Pequot Lakes Area Historical Society: Resident shares thoughts on olden days education

Early Pequot School: Men in front are thought to be members of the Board of Education of the time. Building shown may have been the remodeled blacksmith shop.

Creating interest in local history and refreshing waning knowledge of that same history - this is what we hope to accomplish as the Pequot Lakes Area Historical Society shares memories from past residents of the Pequot Lakes area.

This week, we share more memories by Myrtle Mabbot, who died in 1982.

Educating their young people was a key goal in any community that intended to grow and prosper, and was usually among the first needs addressed in town charters. A school site was typically donated by a local landowner and building done by community volunteers.

Beyond the “city limits," townships set up independent school districts. They served the rural families living in a one-mile radius of each school. As a student, Mabbot had first-hand knowledge of the pioneer Pequot Lakes school system. It wasn’t quite like the one we have now.

She writes: The first established school was in Frog Town, at the north end of Sibley Lake, where the local dump was up until recent years. (Note from 2020: Mabbot recorded this information in the 1970s. I don’t know if the first school and the local dump co-existed. Let’s say, not.)


The one-room school was heated by a common barrel stove and the drinking water was supplied by a water bucket and everyone drank from the one dipper.

Church service was also held in this school. Later, the school was moved into town and was in the building where the bakery is now. Later they built a two-room school where the parking lot for the Carpet Shop is now located. (That’s at the intersection of the road to Breezy Point and the old old highway).

They held school there until 1914 when they moved into the building now used as a Carpet Showroom. Of course, for the first few years, it was only the front half of that building. Later on, when the districts consolidated the east half was added and then the gym was added later. They had school for the first four grades in Crosslake and also used the school in Jenkins for the first four grades from Jenkins and Pequot until our new school was completed.

Teachers in those days were very poorly paid. In the early 1900s they ranged from $35 to $45 per month. A contract with E Adkins in 1906 provided that he care for the furnace and keep the upper rooms swept and dusted as well as teach school for $45 per month. During the same year Anne Lampson’s contract called for sweeping and dusting and teaching for $35 per month.

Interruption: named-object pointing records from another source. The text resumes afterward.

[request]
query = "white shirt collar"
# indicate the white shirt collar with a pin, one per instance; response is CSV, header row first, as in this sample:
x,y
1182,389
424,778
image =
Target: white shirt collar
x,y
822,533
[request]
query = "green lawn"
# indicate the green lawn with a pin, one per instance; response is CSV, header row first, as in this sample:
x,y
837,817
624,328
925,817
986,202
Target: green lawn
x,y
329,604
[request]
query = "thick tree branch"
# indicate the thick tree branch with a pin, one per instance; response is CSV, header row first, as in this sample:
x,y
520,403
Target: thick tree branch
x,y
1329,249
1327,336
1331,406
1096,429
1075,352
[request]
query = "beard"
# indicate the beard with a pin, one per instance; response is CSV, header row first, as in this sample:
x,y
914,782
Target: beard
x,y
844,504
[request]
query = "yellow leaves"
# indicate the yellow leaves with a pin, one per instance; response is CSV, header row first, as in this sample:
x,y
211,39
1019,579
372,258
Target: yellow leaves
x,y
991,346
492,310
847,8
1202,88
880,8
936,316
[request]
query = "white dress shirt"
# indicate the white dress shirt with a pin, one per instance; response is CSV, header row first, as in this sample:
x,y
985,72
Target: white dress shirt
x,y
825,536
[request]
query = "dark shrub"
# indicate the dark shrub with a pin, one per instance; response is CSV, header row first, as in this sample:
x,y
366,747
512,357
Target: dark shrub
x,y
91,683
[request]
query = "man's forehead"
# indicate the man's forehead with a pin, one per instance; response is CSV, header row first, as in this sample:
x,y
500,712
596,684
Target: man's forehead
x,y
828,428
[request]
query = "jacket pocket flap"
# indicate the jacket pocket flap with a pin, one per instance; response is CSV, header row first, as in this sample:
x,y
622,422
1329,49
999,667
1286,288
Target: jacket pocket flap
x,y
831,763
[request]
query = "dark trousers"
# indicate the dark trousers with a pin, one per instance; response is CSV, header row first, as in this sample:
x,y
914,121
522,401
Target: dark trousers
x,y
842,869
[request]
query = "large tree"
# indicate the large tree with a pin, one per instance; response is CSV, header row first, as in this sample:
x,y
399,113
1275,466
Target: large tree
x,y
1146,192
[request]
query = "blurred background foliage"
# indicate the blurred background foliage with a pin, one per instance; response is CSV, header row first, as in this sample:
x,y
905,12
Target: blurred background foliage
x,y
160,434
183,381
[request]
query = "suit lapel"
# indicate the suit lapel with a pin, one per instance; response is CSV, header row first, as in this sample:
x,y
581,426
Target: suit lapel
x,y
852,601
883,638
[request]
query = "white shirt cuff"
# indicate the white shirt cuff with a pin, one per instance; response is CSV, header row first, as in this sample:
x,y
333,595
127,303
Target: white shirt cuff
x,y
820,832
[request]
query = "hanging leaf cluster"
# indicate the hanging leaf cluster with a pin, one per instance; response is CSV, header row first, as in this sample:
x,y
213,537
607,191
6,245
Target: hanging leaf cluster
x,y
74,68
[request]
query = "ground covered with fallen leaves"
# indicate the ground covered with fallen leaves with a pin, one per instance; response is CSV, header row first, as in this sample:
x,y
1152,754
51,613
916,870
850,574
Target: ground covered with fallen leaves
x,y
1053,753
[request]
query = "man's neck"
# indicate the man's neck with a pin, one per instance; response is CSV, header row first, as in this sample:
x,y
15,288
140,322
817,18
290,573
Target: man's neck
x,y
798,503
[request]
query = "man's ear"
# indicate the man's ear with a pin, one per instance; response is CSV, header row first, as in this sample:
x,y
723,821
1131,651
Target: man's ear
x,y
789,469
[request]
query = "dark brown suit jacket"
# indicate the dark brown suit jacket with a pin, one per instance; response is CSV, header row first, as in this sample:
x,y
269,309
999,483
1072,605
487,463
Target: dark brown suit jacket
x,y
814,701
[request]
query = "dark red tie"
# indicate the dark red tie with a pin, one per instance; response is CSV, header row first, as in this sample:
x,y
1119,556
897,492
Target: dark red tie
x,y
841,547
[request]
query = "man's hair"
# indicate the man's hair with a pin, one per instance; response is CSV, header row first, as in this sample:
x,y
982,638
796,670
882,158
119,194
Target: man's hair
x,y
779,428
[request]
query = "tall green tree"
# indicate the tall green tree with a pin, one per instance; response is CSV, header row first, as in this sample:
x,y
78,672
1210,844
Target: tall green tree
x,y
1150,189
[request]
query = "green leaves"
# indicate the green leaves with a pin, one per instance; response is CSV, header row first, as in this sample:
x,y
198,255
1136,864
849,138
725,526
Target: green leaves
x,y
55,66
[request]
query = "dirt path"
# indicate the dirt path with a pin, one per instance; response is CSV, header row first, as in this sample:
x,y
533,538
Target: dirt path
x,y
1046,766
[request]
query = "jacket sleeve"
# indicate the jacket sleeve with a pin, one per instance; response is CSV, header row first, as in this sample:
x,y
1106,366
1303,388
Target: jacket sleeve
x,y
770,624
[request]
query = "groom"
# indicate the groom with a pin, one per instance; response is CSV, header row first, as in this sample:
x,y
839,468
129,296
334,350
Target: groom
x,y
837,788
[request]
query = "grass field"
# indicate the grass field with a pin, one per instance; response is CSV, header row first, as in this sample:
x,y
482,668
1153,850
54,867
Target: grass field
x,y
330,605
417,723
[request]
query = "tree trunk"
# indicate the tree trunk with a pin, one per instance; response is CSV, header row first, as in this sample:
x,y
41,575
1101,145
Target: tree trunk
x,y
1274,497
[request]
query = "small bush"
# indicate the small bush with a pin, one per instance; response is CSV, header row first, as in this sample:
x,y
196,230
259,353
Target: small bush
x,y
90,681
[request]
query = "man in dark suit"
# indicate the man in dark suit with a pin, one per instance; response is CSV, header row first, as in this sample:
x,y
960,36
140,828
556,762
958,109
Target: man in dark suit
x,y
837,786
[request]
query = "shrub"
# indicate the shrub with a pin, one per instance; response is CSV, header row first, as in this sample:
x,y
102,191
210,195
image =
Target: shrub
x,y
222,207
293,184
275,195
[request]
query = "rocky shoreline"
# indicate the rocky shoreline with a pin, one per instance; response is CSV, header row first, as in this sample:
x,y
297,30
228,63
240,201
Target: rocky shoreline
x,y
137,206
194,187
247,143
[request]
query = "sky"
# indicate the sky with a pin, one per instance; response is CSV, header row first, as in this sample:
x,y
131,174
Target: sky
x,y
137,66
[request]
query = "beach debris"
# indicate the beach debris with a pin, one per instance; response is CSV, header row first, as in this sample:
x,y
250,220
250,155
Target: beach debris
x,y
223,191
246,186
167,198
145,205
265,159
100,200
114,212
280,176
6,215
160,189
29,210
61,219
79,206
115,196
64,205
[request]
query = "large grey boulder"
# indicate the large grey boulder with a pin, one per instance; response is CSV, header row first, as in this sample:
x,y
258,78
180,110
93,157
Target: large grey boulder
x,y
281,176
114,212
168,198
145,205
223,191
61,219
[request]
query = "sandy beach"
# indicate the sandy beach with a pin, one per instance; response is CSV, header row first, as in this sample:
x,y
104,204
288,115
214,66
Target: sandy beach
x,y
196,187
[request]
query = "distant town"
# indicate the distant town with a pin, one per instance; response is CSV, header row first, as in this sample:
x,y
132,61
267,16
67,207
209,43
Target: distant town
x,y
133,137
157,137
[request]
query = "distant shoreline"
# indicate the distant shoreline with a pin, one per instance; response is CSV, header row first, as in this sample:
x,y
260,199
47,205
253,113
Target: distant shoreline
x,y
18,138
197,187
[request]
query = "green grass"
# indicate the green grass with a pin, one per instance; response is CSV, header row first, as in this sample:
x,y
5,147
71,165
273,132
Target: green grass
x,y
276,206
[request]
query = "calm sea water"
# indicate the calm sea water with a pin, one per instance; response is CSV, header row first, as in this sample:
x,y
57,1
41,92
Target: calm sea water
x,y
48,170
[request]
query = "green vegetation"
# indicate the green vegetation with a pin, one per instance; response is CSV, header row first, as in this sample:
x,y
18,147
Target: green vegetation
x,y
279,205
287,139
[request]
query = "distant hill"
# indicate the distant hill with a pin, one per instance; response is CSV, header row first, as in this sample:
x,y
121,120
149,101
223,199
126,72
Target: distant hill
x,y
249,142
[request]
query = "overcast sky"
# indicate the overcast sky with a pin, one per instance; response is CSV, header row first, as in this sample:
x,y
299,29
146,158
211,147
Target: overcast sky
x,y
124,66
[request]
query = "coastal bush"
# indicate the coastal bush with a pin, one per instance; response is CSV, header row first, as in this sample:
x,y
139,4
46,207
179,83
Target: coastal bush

Another note: $35 a month doesn’t scream “living wage” in the era we’re living in. For decades, the value of the dollar we work for has been inflated beyond the imagination of people who lived and worked here a century ago. Comparing the buying power of a dollar then and now would add perspective to the discussion, but it’s still hard to shake that initial impression.

Karen Bye is president of the Pequot Lakes Area Historical Society.